Schon im Vorfeld der polizeilichen Ermittlungen wurde klar, dass der Angeklagte eine hochprofessionelle Anlage betrieben hatte. Die kriminaltechnischen Untersuchungen bestätigten die Qualität und einen hohen THC-Gehalt der Blüten. Das Equipment hatte der 57-Jährige nach und nach über das Internet bestellt und die Elektroanlage manipuliert. Aufgeflogen war die Anlage durch einen Bekannten des Angeklagten.

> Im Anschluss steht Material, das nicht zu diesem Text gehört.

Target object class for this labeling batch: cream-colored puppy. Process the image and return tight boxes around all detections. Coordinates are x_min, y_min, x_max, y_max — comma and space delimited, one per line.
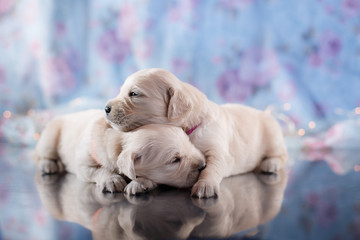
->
105, 69, 287, 198
36, 110, 205, 194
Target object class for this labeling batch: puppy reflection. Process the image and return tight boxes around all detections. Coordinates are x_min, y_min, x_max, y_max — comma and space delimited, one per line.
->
35, 172, 205, 240
36, 110, 205, 194
37, 171, 287, 239
191, 170, 287, 238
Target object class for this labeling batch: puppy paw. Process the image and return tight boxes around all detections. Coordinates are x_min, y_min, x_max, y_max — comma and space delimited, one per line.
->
191, 180, 220, 198
39, 159, 65, 174
259, 158, 282, 173
125, 178, 157, 195
98, 175, 126, 193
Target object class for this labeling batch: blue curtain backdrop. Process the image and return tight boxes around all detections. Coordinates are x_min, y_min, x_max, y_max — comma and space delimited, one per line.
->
0, 0, 360, 145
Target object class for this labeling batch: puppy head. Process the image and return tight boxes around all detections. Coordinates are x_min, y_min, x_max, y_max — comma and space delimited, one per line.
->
117, 124, 205, 187
105, 68, 206, 132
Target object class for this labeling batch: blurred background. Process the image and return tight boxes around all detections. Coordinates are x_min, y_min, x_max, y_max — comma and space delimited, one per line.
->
0, 0, 360, 146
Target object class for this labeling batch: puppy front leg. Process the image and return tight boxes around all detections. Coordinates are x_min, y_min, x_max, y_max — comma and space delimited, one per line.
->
191, 156, 224, 198
79, 165, 127, 193
125, 177, 157, 195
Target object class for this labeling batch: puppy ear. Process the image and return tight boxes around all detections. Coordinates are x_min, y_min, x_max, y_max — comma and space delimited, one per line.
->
117, 151, 136, 180
167, 87, 192, 120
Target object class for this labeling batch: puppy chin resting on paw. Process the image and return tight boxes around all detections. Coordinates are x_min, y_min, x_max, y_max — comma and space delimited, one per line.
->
36, 110, 205, 195
107, 68, 287, 198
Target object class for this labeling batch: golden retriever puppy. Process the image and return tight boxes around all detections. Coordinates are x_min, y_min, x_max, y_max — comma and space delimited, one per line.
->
105, 69, 287, 198
36, 110, 205, 194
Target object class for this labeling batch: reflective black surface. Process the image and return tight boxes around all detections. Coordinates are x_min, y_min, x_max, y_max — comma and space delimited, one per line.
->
0, 145, 360, 239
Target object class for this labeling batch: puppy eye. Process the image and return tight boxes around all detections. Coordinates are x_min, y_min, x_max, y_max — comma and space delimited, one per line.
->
171, 157, 181, 164
129, 91, 138, 97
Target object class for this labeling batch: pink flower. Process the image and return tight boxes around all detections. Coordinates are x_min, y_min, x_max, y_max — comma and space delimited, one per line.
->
217, 48, 280, 102
217, 69, 253, 102
341, 0, 360, 17
0, 0, 14, 15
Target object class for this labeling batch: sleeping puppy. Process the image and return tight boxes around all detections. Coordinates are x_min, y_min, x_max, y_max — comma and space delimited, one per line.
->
36, 110, 205, 195
105, 69, 287, 198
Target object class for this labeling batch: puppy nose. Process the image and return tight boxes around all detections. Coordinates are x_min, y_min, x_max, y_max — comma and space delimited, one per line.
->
105, 106, 111, 114
199, 163, 206, 172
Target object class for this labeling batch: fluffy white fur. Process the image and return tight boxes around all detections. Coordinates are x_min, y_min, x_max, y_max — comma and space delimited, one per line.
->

Zu einem Urteil kam das Schöffengericht gestern nicht, da ein Zeuge fehlte. Absprachen zwischen der Verteidigung und der Staatsanwaltschaft wurden seitens der Anklage abgelehnt. „Der Angeklagte spielt das ganze Geschehen runter, das kann so nicht akzeptiert werden“, begründete die Staatsanwältin. Nun soll am 1. April weiterverhandelt werden.